Замок Орла - страница 33



Бродяга уже не кричал. Члены его свело судорогой. Глаза дико завращались в глазницах. И он ничком рухнул на пол.

V. О черноволосом юноше и белокуром молодом человеке, а также о правосудии капитана Лакюзона

– Черт возьми! Вот дьявол! – проговорил Лепинассу. – Не дай бог, он издох – это не входит в мои планы.

Но мгновение подумав, он прибавил:

– Да брось! Разве от такой малости подыхают? Наш плут, похоже, в обмороке, а может, притворяется… сейчас мы приведем его в чувство.

Следующий жест вожака объяснил его подручным точный смысл только что сказанных им слов. Главарь шайки указал на оцепенелое тело Бродяги и потом на стол, где лежала шляпа Лепинассу с тонким золотым галуном, служившим знаком начальнического отличия.

Серые подхватили несчастного, бесчувственного крестьянина, уложили его на стол и накрепко привязали веревками, коих у одного из них – того, который состоял при Лепинассу в той же должности, что Труазешель и Птит-Андре[18] при добром Людовике XI, было в избытке.

Бродяга все еще не пришле в себя.

– Ну же, – воскликнул Лепинассу, поднимаясь с табурета, с которого он не вставал во время всей предшествующей ужасной сцены, – ну же, пора бы дать нашему бедолаге нюхательной соли!

Та же ухмылка, вернее, тот же мерзкий оскал, о котором мы уже упоминали, как бы подкрепил его слова, придав им еще больше устрашающей убедительности.

Лепинассу извлек из-за пояса длинный каталонский нож и, подойдя к крестьянину, принялся чертить острием у него на груди причудливые знаки, стараясь, чтобы лезвие не слишком глубоко царапало кожу[19].

Потекла кровь. Серые наблюдали за происходящим; они стучали ногами и хлопали в ладоши.

Тут острие ножа наткнулось на мышцу. Боль, понятно, была невыносимой, потому что Бродяга тотчас открыл глаза, как будто к мертвому телу поднесли Вольтов столб[20], и из его кровоточащей груди вырвался глухой стон.

– Ну вот, – заметил Лепинассу, – вот мы и проснулись, милейший. И чувствуем себя живее всех живых, и много лучше, чем когда бы то ни было, не правда ли? Ну так что, к нам вернулась память? Вспомнили, где деньги? Вспомнили, где Лакюзон? И Варроз! И Маркиз! Тогда давайте наконец расскажем все доброму нашему другу Лепинассу.

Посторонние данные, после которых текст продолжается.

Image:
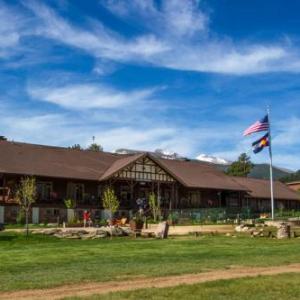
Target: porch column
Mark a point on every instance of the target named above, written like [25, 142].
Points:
[35, 215]
[2, 214]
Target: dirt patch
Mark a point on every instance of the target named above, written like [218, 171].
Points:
[88, 289]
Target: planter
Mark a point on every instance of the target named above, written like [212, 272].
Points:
[70, 215]
[136, 225]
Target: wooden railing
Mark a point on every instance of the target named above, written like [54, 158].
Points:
[5, 194]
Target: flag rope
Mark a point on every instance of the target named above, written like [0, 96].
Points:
[271, 165]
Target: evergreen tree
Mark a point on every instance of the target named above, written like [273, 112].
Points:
[292, 177]
[95, 147]
[242, 167]
[76, 146]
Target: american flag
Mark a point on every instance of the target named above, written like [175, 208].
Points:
[258, 126]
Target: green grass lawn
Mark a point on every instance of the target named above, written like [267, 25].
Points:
[43, 261]
[283, 287]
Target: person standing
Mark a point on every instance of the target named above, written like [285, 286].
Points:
[86, 217]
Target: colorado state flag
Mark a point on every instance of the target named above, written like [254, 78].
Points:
[261, 143]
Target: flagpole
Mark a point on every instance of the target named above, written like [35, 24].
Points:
[271, 165]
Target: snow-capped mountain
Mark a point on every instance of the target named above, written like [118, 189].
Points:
[213, 159]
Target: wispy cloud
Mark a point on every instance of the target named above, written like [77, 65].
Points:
[201, 51]
[87, 96]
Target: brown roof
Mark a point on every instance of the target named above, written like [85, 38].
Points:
[48, 161]
[120, 164]
[38, 160]
[260, 188]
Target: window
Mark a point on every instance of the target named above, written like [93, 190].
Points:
[145, 170]
[75, 191]
[44, 190]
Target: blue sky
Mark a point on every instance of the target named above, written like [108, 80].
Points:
[186, 76]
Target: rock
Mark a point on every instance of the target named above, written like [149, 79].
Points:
[47, 231]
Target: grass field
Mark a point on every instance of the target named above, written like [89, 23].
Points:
[283, 287]
[43, 261]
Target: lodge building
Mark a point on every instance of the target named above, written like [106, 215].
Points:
[63, 173]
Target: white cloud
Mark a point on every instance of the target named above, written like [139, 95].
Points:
[163, 46]
[9, 31]
[176, 36]
[87, 96]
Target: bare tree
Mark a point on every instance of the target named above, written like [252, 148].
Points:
[26, 196]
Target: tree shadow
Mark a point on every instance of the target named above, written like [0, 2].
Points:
[6, 238]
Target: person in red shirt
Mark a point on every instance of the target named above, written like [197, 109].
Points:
[86, 217]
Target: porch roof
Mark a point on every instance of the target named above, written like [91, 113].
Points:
[49, 161]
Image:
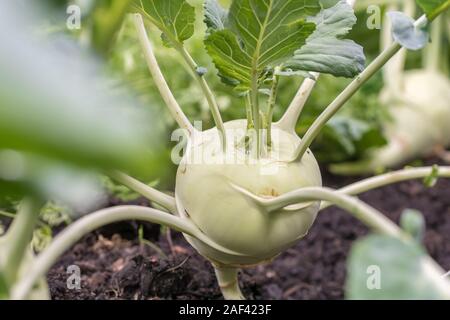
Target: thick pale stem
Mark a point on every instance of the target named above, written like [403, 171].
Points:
[433, 52]
[212, 102]
[227, 278]
[256, 115]
[150, 193]
[389, 178]
[158, 77]
[289, 120]
[348, 92]
[19, 236]
[271, 106]
[249, 111]
[371, 217]
[89, 223]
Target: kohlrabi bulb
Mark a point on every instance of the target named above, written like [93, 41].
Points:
[206, 194]
[420, 118]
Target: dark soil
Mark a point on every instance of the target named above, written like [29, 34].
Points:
[114, 265]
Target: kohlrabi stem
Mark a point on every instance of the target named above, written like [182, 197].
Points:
[19, 235]
[390, 178]
[364, 4]
[256, 115]
[89, 223]
[150, 193]
[158, 77]
[348, 92]
[393, 70]
[433, 51]
[290, 118]
[371, 217]
[270, 106]
[227, 277]
[210, 98]
[248, 109]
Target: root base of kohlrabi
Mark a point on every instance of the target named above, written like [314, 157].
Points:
[206, 194]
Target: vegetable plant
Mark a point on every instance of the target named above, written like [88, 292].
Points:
[248, 189]
[414, 98]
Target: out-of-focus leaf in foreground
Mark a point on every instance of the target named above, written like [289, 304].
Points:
[429, 6]
[55, 103]
[382, 267]
[59, 121]
[405, 33]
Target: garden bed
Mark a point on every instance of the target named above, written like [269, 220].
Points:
[115, 265]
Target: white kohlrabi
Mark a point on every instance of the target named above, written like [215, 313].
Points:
[420, 119]
[206, 193]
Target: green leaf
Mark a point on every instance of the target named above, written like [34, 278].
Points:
[233, 63]
[215, 15]
[61, 107]
[431, 180]
[175, 19]
[428, 6]
[413, 223]
[325, 51]
[261, 34]
[382, 267]
[405, 33]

Губы у крестьянина зашевелились, но не издали ни звука.

Однако ж и по движению его губ мучитель догадался, что Бродяге всего лишь не хватило сил произнести в очередной раз: «Не знаю…»

Лепинассу заскрежетал зубами: им овладела неописуемая ярость.

– Ах, ты ничего не знаешь, – повторил он, – ах, ничегошеньки не ведаешь!

И лезвие ножа впилось на пару дюймов в правую руку несчастного, издавшего истошный вопль.

– А теперь знаешь? – вопросил Лепинассу.

– Нет, нет, нет! – в отчаянии вскричал Бродяга. – Ничего я не знаю, ничего не ведаю!

Лепинассу проткнул ему левую руку так же, как перед тем правую, и снова спросил:

– Ну, теперь-то знаешь?

И снова Бродяга отвечал:

– Не знаю я ничего!

Рассеченное шрамом, безобразное, похожее на маску лицо Лепинассу сделалось мертвенно-бледным; клокотавшая внутри подлого мучителя ярость достигла предела.

Согнутые волосатые пальцы его крепкой руки приблизились к горлу крестьянина, чтобы, как видно, задушить несчастного, но Бродяге перед смертью надо было развязать язык.

И Лепинассу опустил руку.

– Здесь где-то должны быть вязанки хвороста, – сказал он своим подручным. – Найдите и принесите сюда.

Двое серых, достав из очага горящую головешку – вместо факела, отправились шарить по всему дому.